Manchas de hongos que plagaban las esquinas del techo, a través de infinitas grietas que dejaban pasar agua de lluvia. La persiana estaba levantada, pero no podía guiarse por la luz del sol, ya que estaba demasiado nublado como para adivinar hace cuanto tiempo dormía. Tampoco tenía reloj, hacía mucho había tomado la decisión de dormir lo que necesitara, y no comenzar a hacer cálculos de horas dormidas y tiempos de siesta y madrugadas de insomnio.
Percibía sus sábanas, desteñidas de usar tanta lavandina, con una agujero a los pies, que
Se volvieron a despegar sus parpados en una oscuridad absoluta.

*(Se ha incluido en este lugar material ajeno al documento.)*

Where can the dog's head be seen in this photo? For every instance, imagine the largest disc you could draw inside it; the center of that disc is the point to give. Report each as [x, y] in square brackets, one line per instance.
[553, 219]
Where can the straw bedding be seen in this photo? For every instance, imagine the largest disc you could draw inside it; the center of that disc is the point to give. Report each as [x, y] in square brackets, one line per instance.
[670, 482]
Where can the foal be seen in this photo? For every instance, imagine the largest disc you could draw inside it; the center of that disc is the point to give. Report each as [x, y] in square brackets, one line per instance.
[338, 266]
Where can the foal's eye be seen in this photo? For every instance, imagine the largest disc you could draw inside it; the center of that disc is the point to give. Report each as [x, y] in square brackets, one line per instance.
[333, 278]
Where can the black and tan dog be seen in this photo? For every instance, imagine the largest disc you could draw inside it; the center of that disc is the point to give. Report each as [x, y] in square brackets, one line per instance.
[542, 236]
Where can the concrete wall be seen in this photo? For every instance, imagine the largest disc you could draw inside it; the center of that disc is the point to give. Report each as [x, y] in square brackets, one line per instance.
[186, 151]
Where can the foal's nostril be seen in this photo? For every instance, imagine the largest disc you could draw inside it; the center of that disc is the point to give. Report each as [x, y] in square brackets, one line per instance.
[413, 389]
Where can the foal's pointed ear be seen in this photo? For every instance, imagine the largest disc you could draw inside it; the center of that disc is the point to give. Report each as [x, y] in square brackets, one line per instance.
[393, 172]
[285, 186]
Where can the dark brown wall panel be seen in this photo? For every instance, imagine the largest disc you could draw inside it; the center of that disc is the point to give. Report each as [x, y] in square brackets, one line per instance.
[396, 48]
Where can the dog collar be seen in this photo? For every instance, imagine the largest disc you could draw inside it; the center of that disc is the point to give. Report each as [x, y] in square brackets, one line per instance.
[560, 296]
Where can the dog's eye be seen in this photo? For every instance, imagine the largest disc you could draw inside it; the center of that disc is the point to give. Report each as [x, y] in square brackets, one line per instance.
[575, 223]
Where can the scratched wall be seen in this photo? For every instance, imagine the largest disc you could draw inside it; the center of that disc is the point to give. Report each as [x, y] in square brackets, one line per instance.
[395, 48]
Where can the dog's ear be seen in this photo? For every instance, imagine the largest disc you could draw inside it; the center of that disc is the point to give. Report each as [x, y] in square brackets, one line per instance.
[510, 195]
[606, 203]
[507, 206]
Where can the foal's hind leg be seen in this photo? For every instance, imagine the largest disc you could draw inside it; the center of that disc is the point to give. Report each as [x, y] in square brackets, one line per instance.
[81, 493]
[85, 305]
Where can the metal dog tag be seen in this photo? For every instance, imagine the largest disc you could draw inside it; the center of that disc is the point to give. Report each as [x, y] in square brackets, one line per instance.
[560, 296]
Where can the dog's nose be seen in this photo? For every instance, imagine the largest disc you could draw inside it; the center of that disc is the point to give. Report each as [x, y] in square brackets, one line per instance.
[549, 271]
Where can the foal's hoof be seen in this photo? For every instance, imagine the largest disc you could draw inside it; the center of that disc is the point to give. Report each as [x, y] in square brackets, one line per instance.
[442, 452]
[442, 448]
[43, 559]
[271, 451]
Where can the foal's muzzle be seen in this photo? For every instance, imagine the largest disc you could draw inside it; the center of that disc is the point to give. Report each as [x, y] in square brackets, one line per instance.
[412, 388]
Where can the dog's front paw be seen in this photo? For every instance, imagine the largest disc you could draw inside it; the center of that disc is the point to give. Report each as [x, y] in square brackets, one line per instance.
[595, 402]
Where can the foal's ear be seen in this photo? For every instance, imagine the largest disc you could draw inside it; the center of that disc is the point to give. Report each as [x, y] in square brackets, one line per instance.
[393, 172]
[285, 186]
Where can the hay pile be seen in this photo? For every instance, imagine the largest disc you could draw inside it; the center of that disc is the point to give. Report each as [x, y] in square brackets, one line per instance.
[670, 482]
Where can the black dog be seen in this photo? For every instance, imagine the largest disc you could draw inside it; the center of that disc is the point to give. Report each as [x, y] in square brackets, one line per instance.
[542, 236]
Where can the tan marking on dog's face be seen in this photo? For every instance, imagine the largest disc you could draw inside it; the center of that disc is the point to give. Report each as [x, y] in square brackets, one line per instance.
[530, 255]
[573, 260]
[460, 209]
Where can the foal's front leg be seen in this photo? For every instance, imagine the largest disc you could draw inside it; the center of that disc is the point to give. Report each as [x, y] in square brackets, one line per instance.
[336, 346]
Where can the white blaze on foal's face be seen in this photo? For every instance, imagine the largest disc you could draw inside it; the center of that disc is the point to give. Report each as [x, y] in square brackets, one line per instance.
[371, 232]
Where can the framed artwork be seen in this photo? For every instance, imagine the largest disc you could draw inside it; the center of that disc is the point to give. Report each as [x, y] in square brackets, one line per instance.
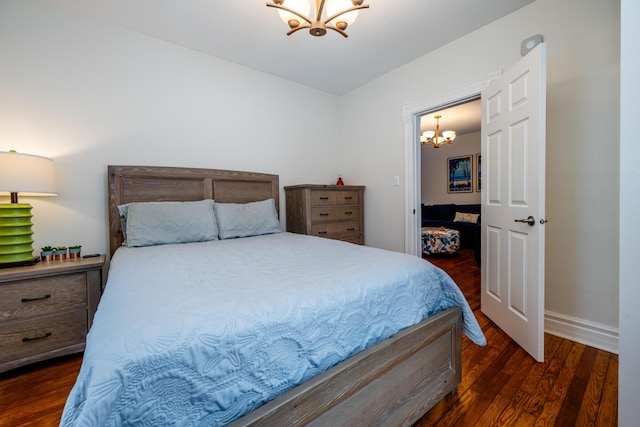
[460, 178]
[478, 172]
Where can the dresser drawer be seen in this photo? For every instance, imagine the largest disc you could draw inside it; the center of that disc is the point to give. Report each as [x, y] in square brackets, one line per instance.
[323, 198]
[31, 337]
[347, 197]
[337, 230]
[39, 297]
[334, 213]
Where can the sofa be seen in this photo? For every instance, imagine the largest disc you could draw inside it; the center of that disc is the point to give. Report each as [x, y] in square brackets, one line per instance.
[455, 217]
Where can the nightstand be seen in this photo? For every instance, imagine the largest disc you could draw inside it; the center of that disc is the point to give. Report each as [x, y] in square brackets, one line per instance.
[47, 309]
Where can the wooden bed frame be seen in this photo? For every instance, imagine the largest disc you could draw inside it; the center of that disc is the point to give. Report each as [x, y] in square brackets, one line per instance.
[392, 383]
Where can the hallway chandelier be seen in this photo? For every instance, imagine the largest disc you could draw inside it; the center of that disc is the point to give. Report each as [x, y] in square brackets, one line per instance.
[431, 137]
[339, 14]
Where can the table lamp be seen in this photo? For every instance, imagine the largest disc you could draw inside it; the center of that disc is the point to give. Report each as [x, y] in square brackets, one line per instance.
[27, 175]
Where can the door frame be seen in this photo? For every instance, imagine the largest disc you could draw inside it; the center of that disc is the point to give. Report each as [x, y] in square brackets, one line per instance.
[411, 112]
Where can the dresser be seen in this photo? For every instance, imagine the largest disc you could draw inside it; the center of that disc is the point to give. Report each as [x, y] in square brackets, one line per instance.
[331, 211]
[46, 309]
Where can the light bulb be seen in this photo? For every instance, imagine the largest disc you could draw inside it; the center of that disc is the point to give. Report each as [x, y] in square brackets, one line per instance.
[336, 6]
[300, 6]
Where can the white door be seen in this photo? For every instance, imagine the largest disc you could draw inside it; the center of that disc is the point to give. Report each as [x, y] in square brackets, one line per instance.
[513, 195]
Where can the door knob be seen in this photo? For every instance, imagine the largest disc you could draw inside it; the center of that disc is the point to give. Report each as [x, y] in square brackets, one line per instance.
[530, 220]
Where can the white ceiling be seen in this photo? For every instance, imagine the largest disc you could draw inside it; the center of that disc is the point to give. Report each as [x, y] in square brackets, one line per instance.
[385, 36]
[462, 118]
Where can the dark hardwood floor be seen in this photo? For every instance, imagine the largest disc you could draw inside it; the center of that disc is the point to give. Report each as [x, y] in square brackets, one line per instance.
[501, 384]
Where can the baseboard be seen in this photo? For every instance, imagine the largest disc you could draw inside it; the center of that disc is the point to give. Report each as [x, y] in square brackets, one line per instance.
[583, 331]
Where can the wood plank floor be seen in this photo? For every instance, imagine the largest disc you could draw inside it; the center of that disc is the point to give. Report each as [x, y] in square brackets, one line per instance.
[501, 385]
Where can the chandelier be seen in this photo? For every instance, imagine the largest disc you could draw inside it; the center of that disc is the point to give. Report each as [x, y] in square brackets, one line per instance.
[339, 14]
[431, 137]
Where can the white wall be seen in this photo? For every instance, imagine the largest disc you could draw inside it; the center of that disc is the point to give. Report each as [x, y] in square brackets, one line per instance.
[435, 173]
[89, 94]
[629, 374]
[582, 113]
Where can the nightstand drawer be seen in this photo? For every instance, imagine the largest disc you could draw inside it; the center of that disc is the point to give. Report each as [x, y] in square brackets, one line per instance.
[337, 230]
[38, 297]
[31, 337]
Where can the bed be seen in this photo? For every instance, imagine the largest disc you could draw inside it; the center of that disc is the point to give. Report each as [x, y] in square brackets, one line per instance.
[267, 328]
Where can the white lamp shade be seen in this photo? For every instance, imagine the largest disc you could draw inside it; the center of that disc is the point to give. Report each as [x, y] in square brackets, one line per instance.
[336, 6]
[428, 134]
[300, 6]
[27, 174]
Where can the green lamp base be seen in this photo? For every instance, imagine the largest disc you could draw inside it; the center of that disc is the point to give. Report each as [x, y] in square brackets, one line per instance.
[15, 233]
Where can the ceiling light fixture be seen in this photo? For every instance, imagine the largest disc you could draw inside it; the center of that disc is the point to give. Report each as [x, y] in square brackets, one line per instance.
[339, 14]
[431, 137]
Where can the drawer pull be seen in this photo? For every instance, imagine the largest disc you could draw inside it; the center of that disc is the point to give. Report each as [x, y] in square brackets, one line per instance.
[40, 337]
[36, 299]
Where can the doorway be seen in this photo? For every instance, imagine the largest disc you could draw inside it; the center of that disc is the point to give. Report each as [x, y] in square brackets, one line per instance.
[445, 202]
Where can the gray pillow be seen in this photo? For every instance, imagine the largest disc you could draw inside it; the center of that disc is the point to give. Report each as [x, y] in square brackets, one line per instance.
[247, 219]
[160, 223]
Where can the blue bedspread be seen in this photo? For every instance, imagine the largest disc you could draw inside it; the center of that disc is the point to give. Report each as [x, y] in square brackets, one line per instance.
[203, 333]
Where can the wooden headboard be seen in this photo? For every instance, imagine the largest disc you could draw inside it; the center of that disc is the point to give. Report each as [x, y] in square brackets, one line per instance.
[157, 184]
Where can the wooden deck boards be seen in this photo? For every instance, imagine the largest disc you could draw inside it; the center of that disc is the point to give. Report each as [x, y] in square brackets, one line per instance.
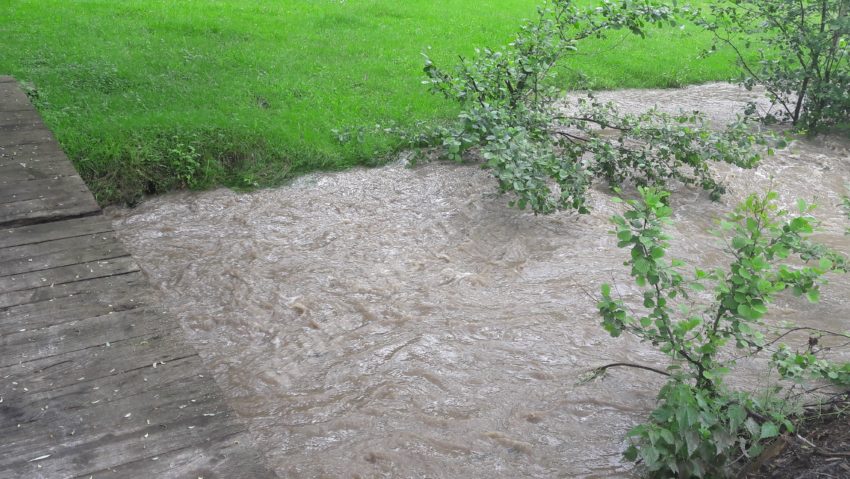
[95, 381]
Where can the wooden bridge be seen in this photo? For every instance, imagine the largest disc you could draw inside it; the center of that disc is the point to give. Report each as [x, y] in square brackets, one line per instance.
[95, 381]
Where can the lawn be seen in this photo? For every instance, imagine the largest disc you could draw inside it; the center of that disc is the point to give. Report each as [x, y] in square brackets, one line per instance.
[151, 95]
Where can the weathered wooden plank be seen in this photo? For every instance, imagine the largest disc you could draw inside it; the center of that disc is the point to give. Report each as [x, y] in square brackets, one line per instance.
[33, 162]
[68, 274]
[182, 413]
[226, 458]
[15, 168]
[65, 252]
[69, 336]
[94, 380]
[100, 287]
[63, 243]
[60, 203]
[39, 188]
[115, 297]
[32, 234]
[93, 364]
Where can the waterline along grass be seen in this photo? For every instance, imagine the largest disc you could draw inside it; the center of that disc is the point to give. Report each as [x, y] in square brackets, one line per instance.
[147, 96]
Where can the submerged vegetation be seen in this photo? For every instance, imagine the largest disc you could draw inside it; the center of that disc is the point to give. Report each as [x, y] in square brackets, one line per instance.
[710, 321]
[545, 154]
[151, 95]
[798, 51]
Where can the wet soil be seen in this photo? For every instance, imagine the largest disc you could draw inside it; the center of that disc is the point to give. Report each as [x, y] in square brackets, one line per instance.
[819, 448]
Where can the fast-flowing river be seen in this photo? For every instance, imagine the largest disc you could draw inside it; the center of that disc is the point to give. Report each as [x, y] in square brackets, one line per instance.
[398, 322]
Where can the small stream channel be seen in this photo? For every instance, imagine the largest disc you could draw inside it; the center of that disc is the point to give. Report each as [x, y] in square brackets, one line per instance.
[398, 322]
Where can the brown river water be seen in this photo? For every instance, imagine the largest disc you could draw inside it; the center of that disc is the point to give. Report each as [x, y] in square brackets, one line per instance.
[398, 322]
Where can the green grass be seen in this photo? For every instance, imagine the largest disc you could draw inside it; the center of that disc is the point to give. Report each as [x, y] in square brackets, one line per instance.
[151, 95]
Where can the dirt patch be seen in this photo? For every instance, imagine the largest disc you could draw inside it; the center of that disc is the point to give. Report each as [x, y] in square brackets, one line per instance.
[820, 448]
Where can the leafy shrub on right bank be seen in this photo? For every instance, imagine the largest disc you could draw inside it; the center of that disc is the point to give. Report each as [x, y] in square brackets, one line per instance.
[707, 322]
[545, 155]
[799, 51]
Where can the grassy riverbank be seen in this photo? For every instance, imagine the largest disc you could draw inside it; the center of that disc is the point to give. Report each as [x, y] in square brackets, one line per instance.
[152, 95]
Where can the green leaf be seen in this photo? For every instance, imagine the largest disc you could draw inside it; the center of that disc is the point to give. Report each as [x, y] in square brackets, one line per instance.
[813, 295]
[768, 430]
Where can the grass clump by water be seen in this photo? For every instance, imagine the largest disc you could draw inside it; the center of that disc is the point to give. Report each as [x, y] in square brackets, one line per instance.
[147, 96]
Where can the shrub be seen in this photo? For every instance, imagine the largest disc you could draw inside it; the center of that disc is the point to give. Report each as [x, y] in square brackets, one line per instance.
[700, 426]
[546, 155]
[799, 51]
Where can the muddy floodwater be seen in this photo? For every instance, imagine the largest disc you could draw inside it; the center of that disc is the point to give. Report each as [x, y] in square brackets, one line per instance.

No podía imaginarse como estaba acostado; apenas podía percibir la diferencia entre estar dormido y despierto, en una oscuridad que iluminaría la estrella más lejana.
Sin embargo hadas blancas se paseaban frente a sus ojos, de algún recuerdo de cristales limpíos. Cada vez los dibujos se multiplican y, en algún momento, se transformaron lentamente en sueños.
Sus ojos dejaron, de a poco, que la luz entrara.
Recostado boca arriba, con apenas fuerza para girar la cabeza. Vio los rayos de sol que atravesaban la persiana baja e imprimían su imagen del lado donde él se encontraba. Vio la pared, con sus líneas amarillentas de luminosidad y quiso levantar una mano para tocarla. La luz se iba...
Sintió estar despierto, pero no abrió los ojos.
Simplemente tenía tanto sueño que le bastó con saber que aún se encontraba en su casa, entre sus paredes. Que todavía algún auto se destrozaba en los adoquines, y que por sus párpados aún corría sangre.
Miró su habitación a través de un ojo.
Todo se veía acomodado; se había prometido ordenarla la última vez que se acostó en su cama. La persiana estaba baja otra vez y una luz blanca casi muerta...
Despertó.
Sintió.
Escuchó.
Vislumbró.
Miró.
El ruido de alguna bomba lo sobresaltó e hizo que se incorporara de un salto; había dormido miles de años
olvidando el poder que le había dado al hombre.